One of the things I worry about is that the country could become balkanized–you know, have large pockets of citizens who haven’t really become part of the United States. It’s an asset to the U.S. when people come here and bring new traditions, new customs, and new foods(!). But both we and they miss out if they don’t become part of our culture, too.
Bruce Thornton has a terrific piece over at City Journal about the “bizarre spectacle” of people who have risked life and limb to come to the United States-and then end up lambasting their adopted country and proclaiming the superiority of their countries of origin. This phenomenon stems from the philosophy of multiculturalism. It is preventing countless new arrivals from fully embracing their adopted county, and it is nowhere more prevalent than in Thornton’s native California.
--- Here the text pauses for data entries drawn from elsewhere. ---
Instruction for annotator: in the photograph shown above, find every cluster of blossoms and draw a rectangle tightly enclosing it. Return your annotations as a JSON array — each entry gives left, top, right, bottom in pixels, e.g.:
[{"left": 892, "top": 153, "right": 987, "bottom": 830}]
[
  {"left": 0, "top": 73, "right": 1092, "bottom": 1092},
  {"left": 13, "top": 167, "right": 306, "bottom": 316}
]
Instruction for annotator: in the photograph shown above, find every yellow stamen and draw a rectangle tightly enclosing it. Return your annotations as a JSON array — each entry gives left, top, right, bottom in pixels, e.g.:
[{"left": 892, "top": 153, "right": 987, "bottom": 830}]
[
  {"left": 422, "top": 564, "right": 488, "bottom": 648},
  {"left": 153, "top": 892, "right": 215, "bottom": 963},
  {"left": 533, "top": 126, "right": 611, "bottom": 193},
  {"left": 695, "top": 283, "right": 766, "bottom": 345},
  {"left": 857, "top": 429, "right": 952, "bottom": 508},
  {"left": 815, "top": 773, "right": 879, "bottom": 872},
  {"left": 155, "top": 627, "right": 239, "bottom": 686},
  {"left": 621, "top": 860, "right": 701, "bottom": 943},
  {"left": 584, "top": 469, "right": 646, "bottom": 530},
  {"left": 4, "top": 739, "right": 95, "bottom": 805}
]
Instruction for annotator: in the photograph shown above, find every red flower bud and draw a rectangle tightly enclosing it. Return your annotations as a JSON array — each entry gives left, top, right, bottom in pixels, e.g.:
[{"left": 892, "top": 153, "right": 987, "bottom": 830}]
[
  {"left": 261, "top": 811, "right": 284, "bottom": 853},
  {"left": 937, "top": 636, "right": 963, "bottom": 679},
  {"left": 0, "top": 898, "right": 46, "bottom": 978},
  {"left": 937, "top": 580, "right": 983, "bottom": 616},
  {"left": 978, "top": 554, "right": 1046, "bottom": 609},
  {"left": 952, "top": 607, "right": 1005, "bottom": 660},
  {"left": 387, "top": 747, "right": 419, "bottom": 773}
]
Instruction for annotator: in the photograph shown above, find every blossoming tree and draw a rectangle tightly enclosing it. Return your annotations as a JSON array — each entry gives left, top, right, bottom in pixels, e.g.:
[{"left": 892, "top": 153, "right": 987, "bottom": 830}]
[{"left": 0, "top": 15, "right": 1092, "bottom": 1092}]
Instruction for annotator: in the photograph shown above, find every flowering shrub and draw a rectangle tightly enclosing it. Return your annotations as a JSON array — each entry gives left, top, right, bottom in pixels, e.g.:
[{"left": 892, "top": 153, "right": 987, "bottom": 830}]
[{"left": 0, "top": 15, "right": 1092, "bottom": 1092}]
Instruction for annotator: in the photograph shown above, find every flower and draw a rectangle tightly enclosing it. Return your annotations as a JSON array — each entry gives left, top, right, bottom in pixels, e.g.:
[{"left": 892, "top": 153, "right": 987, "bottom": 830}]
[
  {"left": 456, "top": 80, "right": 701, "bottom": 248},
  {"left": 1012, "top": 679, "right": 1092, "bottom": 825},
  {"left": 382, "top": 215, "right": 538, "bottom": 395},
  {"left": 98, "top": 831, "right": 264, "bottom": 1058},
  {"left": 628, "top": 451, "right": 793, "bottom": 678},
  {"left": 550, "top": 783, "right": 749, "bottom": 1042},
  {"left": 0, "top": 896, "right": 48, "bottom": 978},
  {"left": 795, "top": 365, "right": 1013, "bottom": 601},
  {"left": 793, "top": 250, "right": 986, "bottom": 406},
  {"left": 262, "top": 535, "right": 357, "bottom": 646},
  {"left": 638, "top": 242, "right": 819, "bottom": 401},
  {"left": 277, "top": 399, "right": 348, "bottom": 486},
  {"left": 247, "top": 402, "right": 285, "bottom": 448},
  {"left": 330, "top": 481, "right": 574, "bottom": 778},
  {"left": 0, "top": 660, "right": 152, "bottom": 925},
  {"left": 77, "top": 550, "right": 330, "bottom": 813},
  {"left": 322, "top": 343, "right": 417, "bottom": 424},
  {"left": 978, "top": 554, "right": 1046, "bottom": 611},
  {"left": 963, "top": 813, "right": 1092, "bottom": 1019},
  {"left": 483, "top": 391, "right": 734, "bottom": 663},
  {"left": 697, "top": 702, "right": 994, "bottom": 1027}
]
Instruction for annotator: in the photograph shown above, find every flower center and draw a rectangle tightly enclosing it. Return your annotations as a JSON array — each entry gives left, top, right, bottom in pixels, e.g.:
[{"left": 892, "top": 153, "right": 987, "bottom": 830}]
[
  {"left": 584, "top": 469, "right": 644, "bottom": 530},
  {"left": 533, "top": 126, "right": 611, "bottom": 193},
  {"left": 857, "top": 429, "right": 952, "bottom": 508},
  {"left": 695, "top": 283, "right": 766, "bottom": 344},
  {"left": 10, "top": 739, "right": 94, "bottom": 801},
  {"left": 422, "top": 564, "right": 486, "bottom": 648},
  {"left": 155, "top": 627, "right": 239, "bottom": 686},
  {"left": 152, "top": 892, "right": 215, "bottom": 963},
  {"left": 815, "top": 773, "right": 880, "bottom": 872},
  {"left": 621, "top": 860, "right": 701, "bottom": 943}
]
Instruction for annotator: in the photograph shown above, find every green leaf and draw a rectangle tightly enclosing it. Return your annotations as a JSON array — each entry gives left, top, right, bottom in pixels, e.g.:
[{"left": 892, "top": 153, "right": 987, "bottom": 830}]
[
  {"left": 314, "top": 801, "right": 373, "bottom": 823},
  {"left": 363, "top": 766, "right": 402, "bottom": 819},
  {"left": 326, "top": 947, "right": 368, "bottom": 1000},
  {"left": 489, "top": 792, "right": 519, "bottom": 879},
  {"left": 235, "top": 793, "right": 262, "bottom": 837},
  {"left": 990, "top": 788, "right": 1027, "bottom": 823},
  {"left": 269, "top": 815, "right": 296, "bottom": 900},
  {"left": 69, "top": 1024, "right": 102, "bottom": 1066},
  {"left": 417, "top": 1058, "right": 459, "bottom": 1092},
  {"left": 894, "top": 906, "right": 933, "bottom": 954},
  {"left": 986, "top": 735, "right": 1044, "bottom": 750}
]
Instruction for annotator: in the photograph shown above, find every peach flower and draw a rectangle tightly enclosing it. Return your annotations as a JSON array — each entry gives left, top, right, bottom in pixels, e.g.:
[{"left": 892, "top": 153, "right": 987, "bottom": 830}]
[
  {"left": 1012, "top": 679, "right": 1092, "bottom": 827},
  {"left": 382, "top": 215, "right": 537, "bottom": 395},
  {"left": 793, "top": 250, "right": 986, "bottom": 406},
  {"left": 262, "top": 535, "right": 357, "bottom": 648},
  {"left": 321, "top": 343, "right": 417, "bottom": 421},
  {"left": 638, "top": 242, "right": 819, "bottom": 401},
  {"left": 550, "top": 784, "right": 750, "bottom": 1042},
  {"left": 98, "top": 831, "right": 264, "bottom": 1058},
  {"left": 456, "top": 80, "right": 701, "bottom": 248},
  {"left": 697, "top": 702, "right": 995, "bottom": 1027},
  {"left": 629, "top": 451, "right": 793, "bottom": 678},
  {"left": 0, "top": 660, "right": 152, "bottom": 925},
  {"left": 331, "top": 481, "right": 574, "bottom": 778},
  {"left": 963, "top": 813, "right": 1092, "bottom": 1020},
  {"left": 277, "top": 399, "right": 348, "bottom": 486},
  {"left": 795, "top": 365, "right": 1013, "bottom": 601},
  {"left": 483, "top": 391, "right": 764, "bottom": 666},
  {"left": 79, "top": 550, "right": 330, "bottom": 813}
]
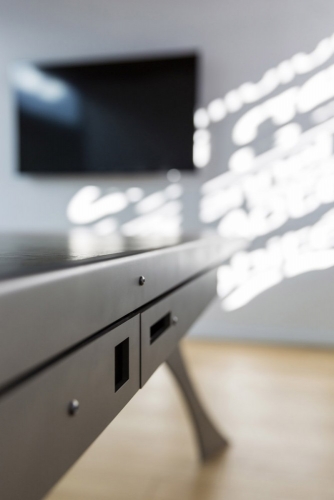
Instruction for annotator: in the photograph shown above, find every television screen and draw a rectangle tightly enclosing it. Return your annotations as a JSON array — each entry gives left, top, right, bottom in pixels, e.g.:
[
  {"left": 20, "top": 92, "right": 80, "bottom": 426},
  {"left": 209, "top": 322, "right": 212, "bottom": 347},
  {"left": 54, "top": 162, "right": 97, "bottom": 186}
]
[{"left": 12, "top": 54, "right": 197, "bottom": 174}]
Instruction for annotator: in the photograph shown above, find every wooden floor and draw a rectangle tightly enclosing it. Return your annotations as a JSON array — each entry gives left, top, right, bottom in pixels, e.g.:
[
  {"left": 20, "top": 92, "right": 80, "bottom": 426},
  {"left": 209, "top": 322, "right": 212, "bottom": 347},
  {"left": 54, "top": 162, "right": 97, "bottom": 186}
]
[{"left": 47, "top": 341, "right": 334, "bottom": 500}]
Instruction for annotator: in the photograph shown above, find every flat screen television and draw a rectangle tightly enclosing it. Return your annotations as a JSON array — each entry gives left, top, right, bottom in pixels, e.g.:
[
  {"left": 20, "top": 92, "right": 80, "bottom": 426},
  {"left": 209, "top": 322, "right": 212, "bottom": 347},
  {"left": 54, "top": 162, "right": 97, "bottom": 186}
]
[{"left": 12, "top": 53, "right": 198, "bottom": 174}]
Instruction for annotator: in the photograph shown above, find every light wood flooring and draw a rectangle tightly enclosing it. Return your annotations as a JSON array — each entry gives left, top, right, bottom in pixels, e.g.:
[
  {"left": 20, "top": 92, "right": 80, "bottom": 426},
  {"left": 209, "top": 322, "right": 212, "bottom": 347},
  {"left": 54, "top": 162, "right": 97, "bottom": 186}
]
[{"left": 47, "top": 340, "right": 334, "bottom": 500}]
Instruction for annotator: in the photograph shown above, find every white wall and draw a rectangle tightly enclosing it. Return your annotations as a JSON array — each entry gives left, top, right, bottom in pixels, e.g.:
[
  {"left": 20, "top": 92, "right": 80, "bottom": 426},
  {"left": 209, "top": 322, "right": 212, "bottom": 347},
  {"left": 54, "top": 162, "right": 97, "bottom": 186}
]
[{"left": 0, "top": 0, "right": 334, "bottom": 343}]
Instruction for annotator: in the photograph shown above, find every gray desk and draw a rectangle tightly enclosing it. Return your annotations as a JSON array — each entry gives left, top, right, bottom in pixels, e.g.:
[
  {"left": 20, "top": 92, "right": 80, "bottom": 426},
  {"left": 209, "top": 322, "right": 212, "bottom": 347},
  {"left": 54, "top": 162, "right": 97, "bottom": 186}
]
[{"left": 0, "top": 235, "right": 243, "bottom": 500}]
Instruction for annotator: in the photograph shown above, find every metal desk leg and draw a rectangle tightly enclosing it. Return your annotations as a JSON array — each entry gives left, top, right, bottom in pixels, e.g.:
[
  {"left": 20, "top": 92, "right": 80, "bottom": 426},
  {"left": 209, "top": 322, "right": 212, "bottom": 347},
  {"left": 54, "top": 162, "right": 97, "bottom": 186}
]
[{"left": 166, "top": 346, "right": 228, "bottom": 461}]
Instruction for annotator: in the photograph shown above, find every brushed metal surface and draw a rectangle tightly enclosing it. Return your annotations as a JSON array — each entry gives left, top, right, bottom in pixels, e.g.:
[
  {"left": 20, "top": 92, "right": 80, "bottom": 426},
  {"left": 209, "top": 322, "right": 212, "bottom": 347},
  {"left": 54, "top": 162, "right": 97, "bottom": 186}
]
[
  {"left": 140, "top": 270, "right": 217, "bottom": 387},
  {"left": 0, "top": 316, "right": 139, "bottom": 500},
  {"left": 0, "top": 237, "right": 244, "bottom": 387}
]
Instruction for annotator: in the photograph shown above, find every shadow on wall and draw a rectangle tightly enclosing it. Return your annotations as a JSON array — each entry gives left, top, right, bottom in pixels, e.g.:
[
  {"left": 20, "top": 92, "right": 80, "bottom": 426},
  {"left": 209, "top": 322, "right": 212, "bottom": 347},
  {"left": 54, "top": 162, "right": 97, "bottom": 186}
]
[{"left": 67, "top": 35, "right": 334, "bottom": 311}]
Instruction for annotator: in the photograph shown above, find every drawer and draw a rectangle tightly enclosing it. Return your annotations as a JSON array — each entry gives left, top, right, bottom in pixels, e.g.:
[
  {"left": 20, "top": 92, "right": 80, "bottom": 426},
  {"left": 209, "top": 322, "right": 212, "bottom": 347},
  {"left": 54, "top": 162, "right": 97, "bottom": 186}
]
[
  {"left": 0, "top": 316, "right": 140, "bottom": 500},
  {"left": 140, "top": 270, "right": 217, "bottom": 386}
]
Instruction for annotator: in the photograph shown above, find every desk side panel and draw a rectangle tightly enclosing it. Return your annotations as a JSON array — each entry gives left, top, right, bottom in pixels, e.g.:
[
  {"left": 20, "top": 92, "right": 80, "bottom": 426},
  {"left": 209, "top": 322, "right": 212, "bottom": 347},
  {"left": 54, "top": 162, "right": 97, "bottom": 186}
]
[
  {"left": 0, "top": 316, "right": 139, "bottom": 500},
  {"left": 0, "top": 238, "right": 243, "bottom": 389}
]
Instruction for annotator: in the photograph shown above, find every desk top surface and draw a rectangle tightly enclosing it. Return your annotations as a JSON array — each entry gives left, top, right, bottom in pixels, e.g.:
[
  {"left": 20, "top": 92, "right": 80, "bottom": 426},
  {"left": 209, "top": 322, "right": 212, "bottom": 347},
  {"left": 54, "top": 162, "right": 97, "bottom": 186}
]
[{"left": 0, "top": 232, "right": 192, "bottom": 280}]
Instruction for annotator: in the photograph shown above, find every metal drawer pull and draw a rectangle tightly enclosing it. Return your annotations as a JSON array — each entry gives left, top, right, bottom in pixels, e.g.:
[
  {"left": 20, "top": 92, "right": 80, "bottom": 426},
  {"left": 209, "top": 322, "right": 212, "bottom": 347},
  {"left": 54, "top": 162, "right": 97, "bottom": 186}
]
[
  {"left": 150, "top": 312, "right": 171, "bottom": 344},
  {"left": 115, "top": 338, "right": 129, "bottom": 392},
  {"left": 68, "top": 399, "right": 80, "bottom": 417}
]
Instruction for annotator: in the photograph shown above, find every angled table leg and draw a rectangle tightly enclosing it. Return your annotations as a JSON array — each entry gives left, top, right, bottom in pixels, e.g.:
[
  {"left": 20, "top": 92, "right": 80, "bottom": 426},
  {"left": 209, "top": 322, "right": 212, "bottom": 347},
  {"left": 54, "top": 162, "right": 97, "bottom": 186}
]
[{"left": 166, "top": 346, "right": 228, "bottom": 461}]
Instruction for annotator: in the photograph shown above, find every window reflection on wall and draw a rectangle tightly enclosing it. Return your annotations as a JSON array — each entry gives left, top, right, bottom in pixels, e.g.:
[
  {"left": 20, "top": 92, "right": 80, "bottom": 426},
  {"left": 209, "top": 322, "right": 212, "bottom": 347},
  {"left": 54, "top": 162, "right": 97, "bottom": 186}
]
[{"left": 68, "top": 35, "right": 334, "bottom": 311}]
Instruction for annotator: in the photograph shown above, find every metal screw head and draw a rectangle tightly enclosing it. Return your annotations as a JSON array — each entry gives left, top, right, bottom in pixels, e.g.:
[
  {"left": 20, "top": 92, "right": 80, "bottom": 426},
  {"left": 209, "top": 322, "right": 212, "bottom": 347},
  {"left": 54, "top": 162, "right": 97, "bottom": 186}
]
[
  {"left": 68, "top": 399, "right": 80, "bottom": 416},
  {"left": 139, "top": 276, "right": 146, "bottom": 286}
]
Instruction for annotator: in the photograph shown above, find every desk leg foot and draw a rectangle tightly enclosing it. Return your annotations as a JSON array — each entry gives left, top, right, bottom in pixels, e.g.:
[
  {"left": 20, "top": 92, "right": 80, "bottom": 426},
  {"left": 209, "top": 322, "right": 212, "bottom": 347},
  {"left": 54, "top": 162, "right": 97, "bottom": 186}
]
[{"left": 167, "top": 346, "right": 228, "bottom": 461}]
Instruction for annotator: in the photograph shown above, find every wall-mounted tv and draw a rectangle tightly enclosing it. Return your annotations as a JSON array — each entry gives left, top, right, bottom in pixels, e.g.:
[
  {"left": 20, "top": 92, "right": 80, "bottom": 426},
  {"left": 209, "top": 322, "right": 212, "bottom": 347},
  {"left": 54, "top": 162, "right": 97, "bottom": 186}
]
[{"left": 12, "top": 53, "right": 198, "bottom": 174}]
Thornton recalls that in the past immigrants made the decision to embrace their new nation, even though doing so wasn’t necessarily easy:
For an example of how that assimilation took place, consider the rural San Joaquin Valley, where I grew up. Since it offered plenty of opportunities to own farmland and to find agricultural work, the valley became a place where the theory of assimilation met the practice. Assimilation didn’t mean that an immigrant had to discard his native culture or language. …Some, like my Italian grandmother, kept their native tongues and never became fluent in English. … Yet whatever the degree of assimilation, most accepted a fundamental truth: that whatever affection they had for their homes, for their native tongue, or for their old ways and customs, those cultures had in some significant way failed them.
Thus they had made a difficult, costly choice: to become Americans. If America’s core principles-such as individual rights, freedom of speech, the rule of law, and religious tolerance-conflicted with those of the old country, then the latter had to be modified or abandoned….
The choice was hard, at times even brutal. Racism, ethnocentrism, and prejudice could make the work of becoming American notoriously difficult. But people understood that to have a nation composed of immigrants, there had to be a unifying common culture in the public sphere.
This is an issue I find insufficiently addressed in the debate over immigration. Do we want to be one nation, or a bunch of separated cultures?